ODbL in the 3D topic

Hi,
to preapare my talk, I’d like to know about you interpretation of the Open Database License in the scenario of 3D. So basically, when do you need to apply copyleft/ODbL licensing? Does it apply to the intermediate data and to the final products?

  • Creation of 3D models in runtime?

  • Rendering images/animation from 3D models created out of OSM data?

  • If mixed with 3D terrain with OSM 3D models on top of it?

  • If mixed with Textures/sounds/external ressources (as specialised 3D models for OSM)?

  • If converted to commands for 3D printers and derive an hardware product?

What would you say?

I think this is almost completely unexplored. To my knowledge the topic has never been discussed e.g. on the legal-talk list.

Obvious examples for produced works are animations, images (screenshots, map tiles) and printed 3D models; these can therefore be published under other licenses than ODbL. Real-time rendering of models created on a client computer is also safe because nothing is published in that scenario.

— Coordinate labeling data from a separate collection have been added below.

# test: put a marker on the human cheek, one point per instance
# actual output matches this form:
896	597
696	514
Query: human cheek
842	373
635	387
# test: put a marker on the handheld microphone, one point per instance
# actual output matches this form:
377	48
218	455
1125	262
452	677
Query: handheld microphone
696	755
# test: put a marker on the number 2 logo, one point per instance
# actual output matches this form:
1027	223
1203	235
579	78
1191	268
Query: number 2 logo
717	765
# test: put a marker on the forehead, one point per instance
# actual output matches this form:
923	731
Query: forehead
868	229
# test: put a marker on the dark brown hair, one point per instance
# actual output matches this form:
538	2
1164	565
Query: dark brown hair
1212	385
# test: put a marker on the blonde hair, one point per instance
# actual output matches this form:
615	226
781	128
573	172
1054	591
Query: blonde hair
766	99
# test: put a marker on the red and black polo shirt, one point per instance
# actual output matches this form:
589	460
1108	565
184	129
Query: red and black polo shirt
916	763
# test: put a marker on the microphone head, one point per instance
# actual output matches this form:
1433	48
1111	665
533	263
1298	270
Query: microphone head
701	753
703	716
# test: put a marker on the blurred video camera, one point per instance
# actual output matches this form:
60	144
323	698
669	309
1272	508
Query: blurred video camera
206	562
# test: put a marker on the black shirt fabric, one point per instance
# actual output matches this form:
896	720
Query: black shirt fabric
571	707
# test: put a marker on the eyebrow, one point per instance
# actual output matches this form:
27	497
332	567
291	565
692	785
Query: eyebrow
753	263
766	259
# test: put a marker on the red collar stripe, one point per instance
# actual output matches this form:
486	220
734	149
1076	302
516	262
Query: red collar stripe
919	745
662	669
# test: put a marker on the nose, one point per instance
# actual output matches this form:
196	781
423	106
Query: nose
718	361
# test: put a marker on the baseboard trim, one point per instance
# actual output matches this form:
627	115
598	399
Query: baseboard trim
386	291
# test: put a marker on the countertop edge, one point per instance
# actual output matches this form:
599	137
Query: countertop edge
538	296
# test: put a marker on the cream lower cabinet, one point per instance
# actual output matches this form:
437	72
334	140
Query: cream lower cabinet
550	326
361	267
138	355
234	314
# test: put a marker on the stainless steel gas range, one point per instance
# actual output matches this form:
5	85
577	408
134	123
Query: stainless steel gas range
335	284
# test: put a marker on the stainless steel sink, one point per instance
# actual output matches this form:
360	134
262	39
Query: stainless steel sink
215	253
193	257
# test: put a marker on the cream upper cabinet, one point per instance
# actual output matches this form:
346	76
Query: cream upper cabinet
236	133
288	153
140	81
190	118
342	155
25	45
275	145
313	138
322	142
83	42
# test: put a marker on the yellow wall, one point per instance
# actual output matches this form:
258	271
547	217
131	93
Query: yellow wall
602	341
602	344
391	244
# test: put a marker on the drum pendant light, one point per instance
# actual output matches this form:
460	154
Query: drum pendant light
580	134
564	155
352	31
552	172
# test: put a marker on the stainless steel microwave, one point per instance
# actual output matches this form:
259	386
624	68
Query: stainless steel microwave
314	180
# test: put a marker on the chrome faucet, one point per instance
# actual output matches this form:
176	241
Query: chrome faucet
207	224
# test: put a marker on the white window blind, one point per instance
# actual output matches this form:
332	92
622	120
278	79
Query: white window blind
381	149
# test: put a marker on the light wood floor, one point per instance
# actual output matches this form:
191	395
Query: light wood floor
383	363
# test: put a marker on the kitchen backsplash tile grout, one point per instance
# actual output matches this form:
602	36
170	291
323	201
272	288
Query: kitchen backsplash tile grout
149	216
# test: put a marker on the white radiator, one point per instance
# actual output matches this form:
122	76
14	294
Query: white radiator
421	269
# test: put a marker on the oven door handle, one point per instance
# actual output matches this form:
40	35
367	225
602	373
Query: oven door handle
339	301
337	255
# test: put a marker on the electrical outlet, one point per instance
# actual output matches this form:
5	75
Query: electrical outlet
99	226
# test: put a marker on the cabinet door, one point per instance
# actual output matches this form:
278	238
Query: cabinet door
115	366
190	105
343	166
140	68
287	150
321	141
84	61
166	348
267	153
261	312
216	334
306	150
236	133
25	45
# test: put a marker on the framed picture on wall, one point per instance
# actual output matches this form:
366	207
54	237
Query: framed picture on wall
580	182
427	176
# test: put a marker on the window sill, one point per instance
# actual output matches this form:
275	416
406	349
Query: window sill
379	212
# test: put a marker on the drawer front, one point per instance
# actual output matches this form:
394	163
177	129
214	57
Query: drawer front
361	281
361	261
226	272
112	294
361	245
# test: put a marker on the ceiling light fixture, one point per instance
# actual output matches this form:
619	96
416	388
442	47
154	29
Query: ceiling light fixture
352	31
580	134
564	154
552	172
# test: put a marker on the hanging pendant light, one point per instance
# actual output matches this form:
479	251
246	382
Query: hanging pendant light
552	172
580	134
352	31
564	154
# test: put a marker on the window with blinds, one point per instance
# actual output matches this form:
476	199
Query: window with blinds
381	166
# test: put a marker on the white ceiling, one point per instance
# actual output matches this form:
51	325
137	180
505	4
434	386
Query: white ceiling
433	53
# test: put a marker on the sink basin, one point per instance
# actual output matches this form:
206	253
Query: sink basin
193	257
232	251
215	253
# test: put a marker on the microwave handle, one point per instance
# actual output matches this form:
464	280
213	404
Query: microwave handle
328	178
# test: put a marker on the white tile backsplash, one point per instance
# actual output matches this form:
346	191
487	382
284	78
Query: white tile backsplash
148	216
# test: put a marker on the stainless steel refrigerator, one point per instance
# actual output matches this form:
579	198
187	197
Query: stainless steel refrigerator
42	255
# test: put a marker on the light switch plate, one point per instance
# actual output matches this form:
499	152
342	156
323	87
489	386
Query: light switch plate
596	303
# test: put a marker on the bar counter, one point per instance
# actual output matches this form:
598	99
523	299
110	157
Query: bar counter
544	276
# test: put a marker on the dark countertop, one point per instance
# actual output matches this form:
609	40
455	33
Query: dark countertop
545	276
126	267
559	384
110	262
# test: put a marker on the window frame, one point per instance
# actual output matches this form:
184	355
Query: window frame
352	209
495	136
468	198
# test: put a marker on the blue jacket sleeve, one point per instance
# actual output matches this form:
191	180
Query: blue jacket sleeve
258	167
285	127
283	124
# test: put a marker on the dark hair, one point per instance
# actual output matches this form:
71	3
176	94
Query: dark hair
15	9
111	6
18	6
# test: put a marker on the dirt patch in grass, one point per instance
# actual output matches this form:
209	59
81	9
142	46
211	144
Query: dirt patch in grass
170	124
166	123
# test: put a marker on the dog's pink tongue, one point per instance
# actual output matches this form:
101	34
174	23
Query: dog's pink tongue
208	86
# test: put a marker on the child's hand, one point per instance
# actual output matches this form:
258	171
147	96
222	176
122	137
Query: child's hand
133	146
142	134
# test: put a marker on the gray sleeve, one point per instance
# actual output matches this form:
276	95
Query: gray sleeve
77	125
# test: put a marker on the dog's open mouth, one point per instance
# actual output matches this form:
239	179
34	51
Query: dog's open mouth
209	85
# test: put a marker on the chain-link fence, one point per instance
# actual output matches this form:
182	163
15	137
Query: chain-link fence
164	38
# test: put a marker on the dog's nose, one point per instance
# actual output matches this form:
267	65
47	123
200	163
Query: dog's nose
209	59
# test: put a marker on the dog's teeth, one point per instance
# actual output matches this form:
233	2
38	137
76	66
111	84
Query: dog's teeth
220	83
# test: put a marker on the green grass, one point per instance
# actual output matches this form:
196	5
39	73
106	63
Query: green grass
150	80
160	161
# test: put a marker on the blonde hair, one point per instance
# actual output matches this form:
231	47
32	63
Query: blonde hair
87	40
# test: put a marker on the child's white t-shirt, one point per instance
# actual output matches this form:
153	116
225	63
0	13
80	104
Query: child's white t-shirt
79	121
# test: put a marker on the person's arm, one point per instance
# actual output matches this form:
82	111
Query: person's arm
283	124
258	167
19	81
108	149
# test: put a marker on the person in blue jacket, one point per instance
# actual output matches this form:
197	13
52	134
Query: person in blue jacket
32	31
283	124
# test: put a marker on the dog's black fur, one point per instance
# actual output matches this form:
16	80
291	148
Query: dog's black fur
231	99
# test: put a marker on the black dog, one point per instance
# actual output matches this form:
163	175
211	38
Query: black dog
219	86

For everything else (3D model files, 3D printer commands, etc.) it is totally unclear whether it is a database or a produced work.

Even in those cases where it is obvious that the result is a produced work, it is unclear whether any temporary database would need to be made available. For example, if my program merges OSM data and SRTM data and then creates a screenshot of the result, do I need to make a temporary database containing the merged data available? Does it matter whether that database is ever saved to a hard disk drive or exists in RAM only? I don’t know.

I fear that nobody has actually paid much attention to these issues during the license change. And that points at a major reason why I do not particularly like the ODbL - it’s too complicated and nobody seems to be able to give definitive answers.